To back up a bit, here’s Leah Churner reviewing de Seife’s book for the Austin Chronicle last year: “Jean-Luc Godard coined the term ‘Tashlinesque’ in his ecstatic Cahiers du Cinéma review of Tashlin’s 1956 Jerry Lewis/Dean Martin movie Hollywood or Bust. Since then, film critics have used the word as a shorthand way to describe a garish, zany visual style, an emphasis on caricature, and an all-around ‘cartoony’ mise-en-scène. Tashlinesque aims to stamp out this critical cliché through rigorous textual analysis. Films like Son of Paleface (1952) and Will Success Spoil Rock Hunter? (1957), de Seife argues, are not cartoon-derivative. Rather, Tashlin’s live-action features, like his animated shorts, are equal heirs to the vaudeville traditions of escalating visual gags, sexual humor, social satire, and ‘diegetic rupture,’ or breaking the fourth wall.”

Tashlinesque

“In the mid-1950’s America witnessed a great explosion in popular culture, fueled by new prosperity and new technologies.

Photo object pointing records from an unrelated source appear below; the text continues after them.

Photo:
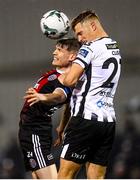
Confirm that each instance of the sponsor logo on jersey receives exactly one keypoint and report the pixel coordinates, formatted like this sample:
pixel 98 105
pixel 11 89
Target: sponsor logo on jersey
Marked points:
pixel 52 77
pixel 112 46
pixel 50 157
pixel 83 52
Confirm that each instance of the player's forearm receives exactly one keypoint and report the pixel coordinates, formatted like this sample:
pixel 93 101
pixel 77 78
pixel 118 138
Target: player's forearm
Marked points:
pixel 65 117
pixel 52 99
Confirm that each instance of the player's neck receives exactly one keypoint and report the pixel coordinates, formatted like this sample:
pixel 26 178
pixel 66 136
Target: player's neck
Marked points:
pixel 63 69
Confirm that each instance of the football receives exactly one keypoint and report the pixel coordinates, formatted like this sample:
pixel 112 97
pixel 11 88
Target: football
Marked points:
pixel 55 24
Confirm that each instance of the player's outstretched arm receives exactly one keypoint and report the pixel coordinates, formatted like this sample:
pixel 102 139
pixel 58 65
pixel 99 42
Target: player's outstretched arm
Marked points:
pixel 33 97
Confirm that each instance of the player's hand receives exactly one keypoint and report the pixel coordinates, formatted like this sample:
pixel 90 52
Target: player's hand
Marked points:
pixel 33 97
pixel 59 139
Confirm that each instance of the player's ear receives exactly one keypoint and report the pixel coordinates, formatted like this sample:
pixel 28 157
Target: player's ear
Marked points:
pixel 72 57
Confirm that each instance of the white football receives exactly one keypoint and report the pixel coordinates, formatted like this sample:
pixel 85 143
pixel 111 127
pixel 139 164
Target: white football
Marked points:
pixel 55 24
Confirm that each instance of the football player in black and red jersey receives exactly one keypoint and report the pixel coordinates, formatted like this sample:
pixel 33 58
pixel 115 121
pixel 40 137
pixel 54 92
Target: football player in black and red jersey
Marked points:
pixel 41 101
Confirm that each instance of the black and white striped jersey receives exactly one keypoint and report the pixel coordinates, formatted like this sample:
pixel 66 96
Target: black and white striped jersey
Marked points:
pixel 94 93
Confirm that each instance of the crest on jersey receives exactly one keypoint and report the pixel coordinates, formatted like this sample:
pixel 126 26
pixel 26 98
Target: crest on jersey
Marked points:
pixel 52 77
pixel 32 163
pixel 83 52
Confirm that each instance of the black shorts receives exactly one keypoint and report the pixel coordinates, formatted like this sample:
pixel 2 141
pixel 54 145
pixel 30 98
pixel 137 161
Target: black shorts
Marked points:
pixel 36 148
pixel 88 141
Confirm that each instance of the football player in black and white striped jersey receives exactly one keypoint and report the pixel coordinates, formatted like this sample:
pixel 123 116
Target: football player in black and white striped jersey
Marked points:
pixel 94 75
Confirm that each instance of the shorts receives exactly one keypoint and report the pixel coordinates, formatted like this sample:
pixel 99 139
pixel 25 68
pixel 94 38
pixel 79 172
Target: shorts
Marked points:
pixel 36 148
pixel 88 141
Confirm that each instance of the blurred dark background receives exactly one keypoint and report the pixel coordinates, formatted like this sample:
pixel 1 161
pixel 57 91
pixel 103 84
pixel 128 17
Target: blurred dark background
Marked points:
pixel 25 53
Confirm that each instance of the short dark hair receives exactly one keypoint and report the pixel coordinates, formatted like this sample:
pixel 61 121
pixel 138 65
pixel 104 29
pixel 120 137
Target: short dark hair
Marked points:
pixel 71 44
pixel 82 17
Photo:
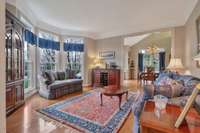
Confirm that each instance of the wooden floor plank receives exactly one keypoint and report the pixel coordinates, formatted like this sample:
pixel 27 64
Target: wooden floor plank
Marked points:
pixel 26 120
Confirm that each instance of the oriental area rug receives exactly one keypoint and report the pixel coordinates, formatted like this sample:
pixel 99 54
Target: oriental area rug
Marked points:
pixel 85 114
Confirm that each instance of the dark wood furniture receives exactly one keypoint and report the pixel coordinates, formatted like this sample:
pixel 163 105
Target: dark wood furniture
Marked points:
pixel 165 124
pixel 14 63
pixel 114 91
pixel 144 77
pixel 105 77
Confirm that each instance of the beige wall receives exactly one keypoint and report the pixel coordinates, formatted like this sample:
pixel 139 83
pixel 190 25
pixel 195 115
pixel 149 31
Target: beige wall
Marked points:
pixel 161 40
pixel 112 44
pixel 191 41
pixel 178 42
pixel 2 68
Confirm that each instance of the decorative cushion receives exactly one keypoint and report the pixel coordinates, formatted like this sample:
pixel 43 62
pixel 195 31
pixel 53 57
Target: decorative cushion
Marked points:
pixel 183 78
pixel 49 76
pixel 55 75
pixel 197 104
pixel 165 81
pixel 71 74
pixel 61 75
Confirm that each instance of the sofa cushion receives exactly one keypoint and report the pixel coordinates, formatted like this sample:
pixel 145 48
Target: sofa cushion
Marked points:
pixel 49 76
pixel 55 75
pixel 61 75
pixel 71 74
pixel 62 83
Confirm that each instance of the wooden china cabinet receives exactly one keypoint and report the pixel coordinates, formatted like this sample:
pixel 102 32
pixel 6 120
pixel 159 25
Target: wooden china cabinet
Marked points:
pixel 14 63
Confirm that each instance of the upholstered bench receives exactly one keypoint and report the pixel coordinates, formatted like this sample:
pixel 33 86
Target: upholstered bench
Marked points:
pixel 56 84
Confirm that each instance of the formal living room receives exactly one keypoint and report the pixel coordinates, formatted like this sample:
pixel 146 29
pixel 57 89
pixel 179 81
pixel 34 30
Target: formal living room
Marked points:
pixel 99 66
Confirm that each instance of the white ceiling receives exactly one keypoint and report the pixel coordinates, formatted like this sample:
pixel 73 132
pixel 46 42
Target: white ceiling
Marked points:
pixel 130 41
pixel 106 18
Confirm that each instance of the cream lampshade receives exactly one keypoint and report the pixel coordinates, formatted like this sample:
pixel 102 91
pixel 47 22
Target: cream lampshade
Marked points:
pixel 175 64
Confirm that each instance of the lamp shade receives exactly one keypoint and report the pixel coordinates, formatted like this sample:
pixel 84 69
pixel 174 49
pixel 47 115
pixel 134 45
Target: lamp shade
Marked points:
pixel 175 64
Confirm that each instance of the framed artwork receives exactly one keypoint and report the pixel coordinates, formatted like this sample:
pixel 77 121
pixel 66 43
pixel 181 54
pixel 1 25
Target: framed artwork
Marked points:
pixel 198 38
pixel 107 54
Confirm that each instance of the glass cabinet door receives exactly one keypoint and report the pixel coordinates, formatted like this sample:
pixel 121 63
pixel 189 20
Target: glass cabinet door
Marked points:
pixel 8 51
pixel 17 56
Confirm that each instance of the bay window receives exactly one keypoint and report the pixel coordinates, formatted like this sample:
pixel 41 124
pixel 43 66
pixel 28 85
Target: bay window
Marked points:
pixel 74 48
pixel 48 54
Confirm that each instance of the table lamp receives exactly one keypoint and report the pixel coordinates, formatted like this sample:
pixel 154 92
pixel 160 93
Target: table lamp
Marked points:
pixel 189 101
pixel 176 65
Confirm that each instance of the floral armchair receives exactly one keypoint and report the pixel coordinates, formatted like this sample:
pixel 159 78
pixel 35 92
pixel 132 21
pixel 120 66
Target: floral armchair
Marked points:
pixel 172 85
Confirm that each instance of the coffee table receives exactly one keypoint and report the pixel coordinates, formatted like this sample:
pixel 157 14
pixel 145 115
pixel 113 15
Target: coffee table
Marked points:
pixel 110 91
pixel 150 123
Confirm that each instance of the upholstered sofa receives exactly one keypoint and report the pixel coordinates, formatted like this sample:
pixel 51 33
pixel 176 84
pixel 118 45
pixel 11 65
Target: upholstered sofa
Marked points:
pixel 172 85
pixel 56 84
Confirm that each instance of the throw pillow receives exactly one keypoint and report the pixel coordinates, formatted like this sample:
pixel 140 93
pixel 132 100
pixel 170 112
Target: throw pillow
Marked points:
pixel 61 75
pixel 48 75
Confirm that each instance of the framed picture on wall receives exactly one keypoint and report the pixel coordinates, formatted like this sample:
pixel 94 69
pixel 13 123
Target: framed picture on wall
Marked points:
pixel 107 54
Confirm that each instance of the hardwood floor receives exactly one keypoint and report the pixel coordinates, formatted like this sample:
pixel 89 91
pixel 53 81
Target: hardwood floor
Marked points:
pixel 26 120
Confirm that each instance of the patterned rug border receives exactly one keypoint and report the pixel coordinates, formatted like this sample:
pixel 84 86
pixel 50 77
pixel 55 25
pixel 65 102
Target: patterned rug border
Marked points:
pixel 116 126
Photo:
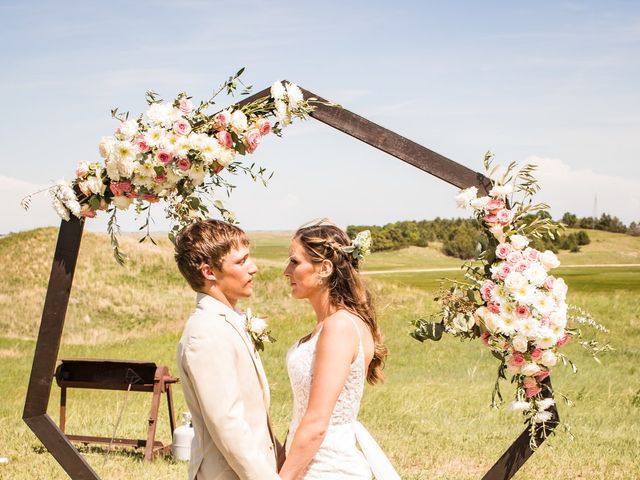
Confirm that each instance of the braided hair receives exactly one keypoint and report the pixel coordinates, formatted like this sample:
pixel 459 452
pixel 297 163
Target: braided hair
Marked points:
pixel 346 288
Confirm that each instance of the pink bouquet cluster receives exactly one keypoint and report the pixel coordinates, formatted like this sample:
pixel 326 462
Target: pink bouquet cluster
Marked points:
pixel 510 299
pixel 176 152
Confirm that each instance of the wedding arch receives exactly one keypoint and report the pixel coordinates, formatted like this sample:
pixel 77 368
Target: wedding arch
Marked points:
pixel 64 264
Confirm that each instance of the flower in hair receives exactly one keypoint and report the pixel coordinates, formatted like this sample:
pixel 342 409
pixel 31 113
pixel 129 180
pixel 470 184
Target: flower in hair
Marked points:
pixel 360 246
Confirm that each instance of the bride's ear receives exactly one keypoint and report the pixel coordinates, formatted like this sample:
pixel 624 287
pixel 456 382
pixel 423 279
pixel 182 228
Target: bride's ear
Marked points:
pixel 207 272
pixel 326 269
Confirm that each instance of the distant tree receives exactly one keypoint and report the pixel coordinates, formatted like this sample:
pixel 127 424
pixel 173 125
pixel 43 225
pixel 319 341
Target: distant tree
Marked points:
pixel 569 219
pixel 583 238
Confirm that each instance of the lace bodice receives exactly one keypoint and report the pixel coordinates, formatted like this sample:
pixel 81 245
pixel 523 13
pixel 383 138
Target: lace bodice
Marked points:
pixel 338 456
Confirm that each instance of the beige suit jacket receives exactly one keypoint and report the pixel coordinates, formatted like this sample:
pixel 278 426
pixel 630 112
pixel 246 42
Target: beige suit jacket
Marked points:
pixel 227 394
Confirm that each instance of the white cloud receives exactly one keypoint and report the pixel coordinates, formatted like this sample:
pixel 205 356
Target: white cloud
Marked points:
pixel 570 189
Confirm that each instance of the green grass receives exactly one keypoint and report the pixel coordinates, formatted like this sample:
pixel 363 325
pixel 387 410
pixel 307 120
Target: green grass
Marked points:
pixel 431 415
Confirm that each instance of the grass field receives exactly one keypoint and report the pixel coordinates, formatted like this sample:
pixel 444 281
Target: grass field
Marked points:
pixel 432 414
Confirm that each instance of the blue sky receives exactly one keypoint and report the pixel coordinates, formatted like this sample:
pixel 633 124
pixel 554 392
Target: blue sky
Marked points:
pixel 549 81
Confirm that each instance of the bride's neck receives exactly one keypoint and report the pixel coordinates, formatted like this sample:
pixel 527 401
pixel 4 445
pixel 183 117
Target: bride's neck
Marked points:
pixel 321 304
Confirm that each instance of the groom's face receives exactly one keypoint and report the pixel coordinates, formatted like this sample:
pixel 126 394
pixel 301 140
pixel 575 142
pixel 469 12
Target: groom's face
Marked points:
pixel 235 279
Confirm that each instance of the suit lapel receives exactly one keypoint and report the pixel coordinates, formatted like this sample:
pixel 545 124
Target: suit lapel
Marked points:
pixel 254 356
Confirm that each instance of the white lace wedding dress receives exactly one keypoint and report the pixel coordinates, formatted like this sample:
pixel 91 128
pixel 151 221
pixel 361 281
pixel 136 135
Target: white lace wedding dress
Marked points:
pixel 338 456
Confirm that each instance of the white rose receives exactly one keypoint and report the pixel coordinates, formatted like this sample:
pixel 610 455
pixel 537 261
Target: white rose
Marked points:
pixel 277 90
pixel 294 94
pixel 112 170
pixel 518 406
pixel 129 128
pixel 549 259
pixel 122 202
pixel 498 232
pixel 530 369
pixel 519 241
pixel 258 325
pixel 514 281
pixel 548 359
pixel 479 203
pixel 536 274
pixel 238 121
pixel 546 338
pixel 126 167
pixel 282 113
pixel 106 146
pixel 95 185
pixel 520 343
pixel 464 198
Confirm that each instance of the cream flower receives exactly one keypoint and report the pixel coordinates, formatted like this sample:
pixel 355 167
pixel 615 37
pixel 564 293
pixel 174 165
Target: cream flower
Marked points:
pixel 464 198
pixel 519 241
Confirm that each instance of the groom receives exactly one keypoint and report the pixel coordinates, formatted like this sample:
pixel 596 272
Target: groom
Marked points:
pixel 224 384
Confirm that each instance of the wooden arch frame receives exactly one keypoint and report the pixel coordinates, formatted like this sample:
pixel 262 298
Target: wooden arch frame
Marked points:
pixel 66 254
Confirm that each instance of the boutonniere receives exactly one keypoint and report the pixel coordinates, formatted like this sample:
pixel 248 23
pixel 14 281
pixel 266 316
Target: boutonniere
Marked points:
pixel 258 330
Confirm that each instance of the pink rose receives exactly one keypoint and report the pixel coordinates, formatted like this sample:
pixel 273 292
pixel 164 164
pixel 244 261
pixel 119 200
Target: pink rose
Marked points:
pixel 504 270
pixel 517 359
pixel 181 127
pixel 494 205
pixel 486 289
pixel 532 391
pixel 164 156
pixel 504 216
pixel 502 250
pixel 536 354
pixel 522 311
pixel 221 120
pixel 541 375
pixel 183 164
pixel 186 105
pixel 141 143
pixel 84 188
pixel 493 307
pixel 82 169
pixel 264 126
pixel 252 140
pixel 549 282
pixel 87 212
pixel 521 267
pixel 224 138
pixel 120 188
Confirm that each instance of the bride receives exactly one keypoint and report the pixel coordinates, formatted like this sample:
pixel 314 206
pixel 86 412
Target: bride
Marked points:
pixel 328 367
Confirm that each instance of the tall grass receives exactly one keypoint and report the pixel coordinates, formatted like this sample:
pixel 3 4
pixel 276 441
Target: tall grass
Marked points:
pixel 431 416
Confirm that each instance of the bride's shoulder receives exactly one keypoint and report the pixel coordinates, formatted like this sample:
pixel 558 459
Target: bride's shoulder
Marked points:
pixel 340 323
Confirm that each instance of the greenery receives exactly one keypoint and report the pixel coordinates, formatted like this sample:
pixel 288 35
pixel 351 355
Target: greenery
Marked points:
pixel 432 414
pixel 458 238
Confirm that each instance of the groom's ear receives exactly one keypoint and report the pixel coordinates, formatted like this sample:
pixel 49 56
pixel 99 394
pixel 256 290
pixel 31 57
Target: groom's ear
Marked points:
pixel 207 272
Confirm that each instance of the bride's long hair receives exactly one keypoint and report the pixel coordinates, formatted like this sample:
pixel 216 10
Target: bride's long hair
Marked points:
pixel 346 288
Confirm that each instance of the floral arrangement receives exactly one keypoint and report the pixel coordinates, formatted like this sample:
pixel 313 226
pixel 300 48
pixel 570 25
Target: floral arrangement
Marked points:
pixel 258 330
pixel 510 299
pixel 176 152
pixel 360 246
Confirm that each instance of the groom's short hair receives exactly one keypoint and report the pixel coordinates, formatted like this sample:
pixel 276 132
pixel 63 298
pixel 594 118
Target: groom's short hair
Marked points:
pixel 205 241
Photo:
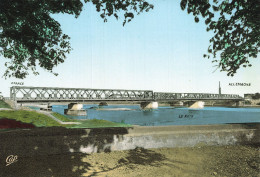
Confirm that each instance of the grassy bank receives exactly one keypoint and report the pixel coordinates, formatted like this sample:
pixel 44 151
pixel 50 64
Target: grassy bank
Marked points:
pixel 41 120
pixel 4 104
pixel 90 123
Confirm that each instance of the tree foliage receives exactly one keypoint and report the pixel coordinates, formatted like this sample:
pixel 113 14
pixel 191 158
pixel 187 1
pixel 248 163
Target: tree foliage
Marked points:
pixel 236 27
pixel 29 36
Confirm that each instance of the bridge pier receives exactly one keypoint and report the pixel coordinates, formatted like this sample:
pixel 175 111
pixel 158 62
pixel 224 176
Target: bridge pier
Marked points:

And with that explosion—television, comic books, long-playing records and widescreen movies—was born an extraordinary generation of satirists.” Dave Kehr in the New York Times in 2006 on the occasion of a Film Forum retrospective: “Tashlin’s work is as loud and colorful and happily discontinuous as the subjects he took for his films: the early days of rock ‘n’ roll in The Girl Can’t Help It; Madison Avenue and the convergence of sex, celebrity and consumerism in Will Success Spoil Rock Hunter? (1957); convertibles with tail fins and starlets with nose cones in Hollywood or Bust (1956); comic book artists and comic book readers in Artists and Models (1955); and that quintessential American man-child, Jerry Lewis, whom Tashlin guided through his early solo career in films like It’$ Only Money (1962) and The Disorderly Orderly (1964).”

Joseph Jon Lanthier on Tashlin’s Susan Slept Here (1954): “[L]ike Ozu, Tashlin perverts basic film grammar here in order to carve up and then scrutinize the segments of a putatively ordered domestic space whose moral core is infested with anxious termites.” And, as noted in a comment below, he’s posted a newer (and yes, longer) entry on The Girl Can’t Help It.

In 1971, almost exactly one year before he died in May 1972, Michael Barrier conducted a lengthy and wide-ranging interview with Tashlin.

Last year, Stephen Kroninger posted the entirety of Tashlin’s 1952 book How to Create Cartoons.

Viewing (3’30”). Richard Brody on Will Success Spoil Rock Hunter?